Boletim das 20h registrou 1.554 novos óbitos, o maior número em 24 horas desde o início da pandemia

30 de Julho de 2020 ás 07h 07min

 O Brasil superou nesta quarta-feira duas marcas simbólicas que mostram a força da disseminação do coronavírus pelo território nacional. De acordo com boletim de veículos de imprensa, o país conta com 90.188 óbitos e 2.555.518 ocorrências da Covid-19.

 

Foram registrados também 1.554 novos registros de mortes nas últimas 24 horas, um recorde desde o início da pandemia no país, ultrapassando os 1.470 registros do dia 4 de junho. O recorde está relacionado aos índices de São Paulo, que acumulou no balanço desta quarta-feira os números que coletou ontem.

                                                                     

Também foram notificados 70.869 novas ocorrências de Covid-19. Já a média móvel de óbitos no país é de 1.043.

 

Já no balanço do Ministério da Saúde divulgado na noite desta quarta-feira, o Brasil tem 2.552.265 casos do novo coronavírus, com 90.134 mortes provocadas pela doença. Segundo a pasta, de ontem para hoje foram registrados 69.074 casos de Covid-19, além de 1.595 óbitos.

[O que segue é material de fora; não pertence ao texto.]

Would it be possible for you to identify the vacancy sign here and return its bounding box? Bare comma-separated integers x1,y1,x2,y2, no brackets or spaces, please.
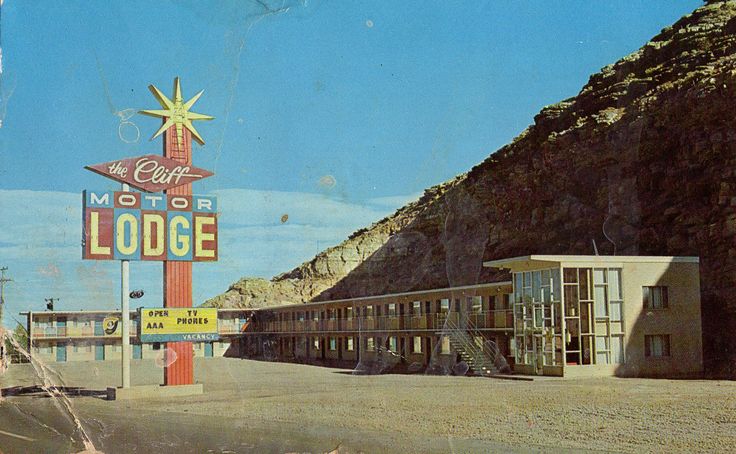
138,307,220,343
82,191,217,262
85,154,214,192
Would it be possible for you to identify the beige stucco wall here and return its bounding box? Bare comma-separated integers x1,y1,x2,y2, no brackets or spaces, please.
616,263,703,377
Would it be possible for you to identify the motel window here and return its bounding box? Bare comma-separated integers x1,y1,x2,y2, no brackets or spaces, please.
440,336,450,353
642,286,669,309
440,298,450,314
470,296,483,312
644,334,670,358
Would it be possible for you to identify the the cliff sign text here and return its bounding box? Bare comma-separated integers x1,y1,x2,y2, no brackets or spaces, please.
85,155,214,192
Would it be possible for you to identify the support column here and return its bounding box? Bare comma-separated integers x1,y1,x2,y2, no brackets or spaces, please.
163,127,194,386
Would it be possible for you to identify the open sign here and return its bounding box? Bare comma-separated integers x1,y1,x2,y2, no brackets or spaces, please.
82,191,217,261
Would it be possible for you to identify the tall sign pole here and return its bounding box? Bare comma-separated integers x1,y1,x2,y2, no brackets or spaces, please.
84,77,219,388
141,77,213,386
120,183,130,388
0,266,13,330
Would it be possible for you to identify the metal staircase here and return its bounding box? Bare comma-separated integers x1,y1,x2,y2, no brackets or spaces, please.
438,315,510,377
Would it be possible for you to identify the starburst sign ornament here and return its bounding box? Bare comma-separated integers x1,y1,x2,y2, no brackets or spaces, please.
140,77,215,147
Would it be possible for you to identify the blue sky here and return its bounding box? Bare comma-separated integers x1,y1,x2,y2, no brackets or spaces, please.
0,0,702,324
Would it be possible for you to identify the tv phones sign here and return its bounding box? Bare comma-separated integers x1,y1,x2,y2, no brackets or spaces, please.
82,191,217,262
139,307,220,343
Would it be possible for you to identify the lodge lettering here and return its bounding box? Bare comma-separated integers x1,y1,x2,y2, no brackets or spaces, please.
133,158,203,185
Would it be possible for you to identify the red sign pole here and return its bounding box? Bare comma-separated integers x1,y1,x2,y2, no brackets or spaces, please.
163,119,194,386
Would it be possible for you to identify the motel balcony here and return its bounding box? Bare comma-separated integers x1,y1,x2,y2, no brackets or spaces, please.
247,309,514,334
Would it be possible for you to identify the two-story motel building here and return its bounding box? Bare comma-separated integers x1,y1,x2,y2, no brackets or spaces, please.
25,255,703,377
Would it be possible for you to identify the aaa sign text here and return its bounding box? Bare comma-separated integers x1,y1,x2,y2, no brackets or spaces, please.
82,191,217,262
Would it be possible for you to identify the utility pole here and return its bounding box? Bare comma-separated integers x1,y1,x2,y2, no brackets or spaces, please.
0,266,13,328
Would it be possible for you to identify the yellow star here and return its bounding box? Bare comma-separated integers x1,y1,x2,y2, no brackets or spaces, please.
139,77,215,147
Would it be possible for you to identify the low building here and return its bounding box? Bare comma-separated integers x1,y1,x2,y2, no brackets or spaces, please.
241,255,703,377
23,255,703,377
21,309,246,362
241,282,514,374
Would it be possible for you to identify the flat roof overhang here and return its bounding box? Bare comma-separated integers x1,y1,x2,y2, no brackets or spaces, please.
483,255,700,272
249,281,511,312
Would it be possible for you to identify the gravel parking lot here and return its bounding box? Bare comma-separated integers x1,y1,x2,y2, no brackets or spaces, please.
0,358,736,453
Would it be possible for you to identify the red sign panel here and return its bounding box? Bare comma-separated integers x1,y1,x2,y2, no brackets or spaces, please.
85,154,214,192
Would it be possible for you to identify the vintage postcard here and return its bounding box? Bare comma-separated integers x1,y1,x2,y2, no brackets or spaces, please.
0,0,736,454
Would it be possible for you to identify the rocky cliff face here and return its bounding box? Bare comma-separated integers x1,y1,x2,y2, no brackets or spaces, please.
208,1,736,374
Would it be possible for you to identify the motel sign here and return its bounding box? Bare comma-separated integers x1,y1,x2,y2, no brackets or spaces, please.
82,191,217,262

Também nos cáculos do governo, os números notificados nas últimas 24 horas são os maiores registrados desde o início da epidemia no Brasil.

 

É preciso levar em consideração, no entanto, que na terça-feira o estado de São Paulo não atualizou os dados a tempo de serem incluídos no painel do ministério. Com isso, o estado permaneceu com a mesma quantidade de casos e de mortes de segunda para terça.

 

Segundo o balanço do ministério, São Paulo é o estado com mais casos da doença: são 514.197. Seguido por Ceará (169.072), Rio de Janeiro (161.647), Bahia (157.334) e Pará (151.849). Em relação às mortes, São Paulo também aparece na frente, com 22.839. Depois vêm Rio de Janeiro (13.198), Ceará (7.643), Pernambuco (6.484) e Pará (5.694)

 

Fronteiras aéreas reabertas

 

O governo federal decidiu reabrir as fronteiras aéreas para a entrada de estrangeiros no Brasil, que estava proibida desde o final de março devido à pandemia. A medida tem como objetivo auxiliar na retomada do turismo. O trânsito terrestre e transporte aquaviário, porém, permanecerão vetados por mais 30 dias.

 

Em São Paulo, onde já foram registrados mais de 500 mil casos da doença, o governador João Doria (PSDB) afirmou que dobrará a produção de vacina com doações de empresários, que teriam se comprometido com auxílio financeiro de R$ 96 milhões.

 

Doria enfrentou esta quarta-feira um protesto de professores da rede pública estadual de ensino, que se manifestam contra a retomada das aulas presenciais, prevista pelo governo paulista para 8 de setembro. Segundo o governador, a manifestação tem viés político.

 

A corrida pela vacina contra a doença continua intensa no exterior. A Comissão Europeia anunciou nesta quarta-feira que fechou um acordo com o laboratório americano Gilead para o uso do antiviral remdesivir em cerca de 30 mil pacientes em casos graves de Covid-19 na União Europeia a partir de agosto.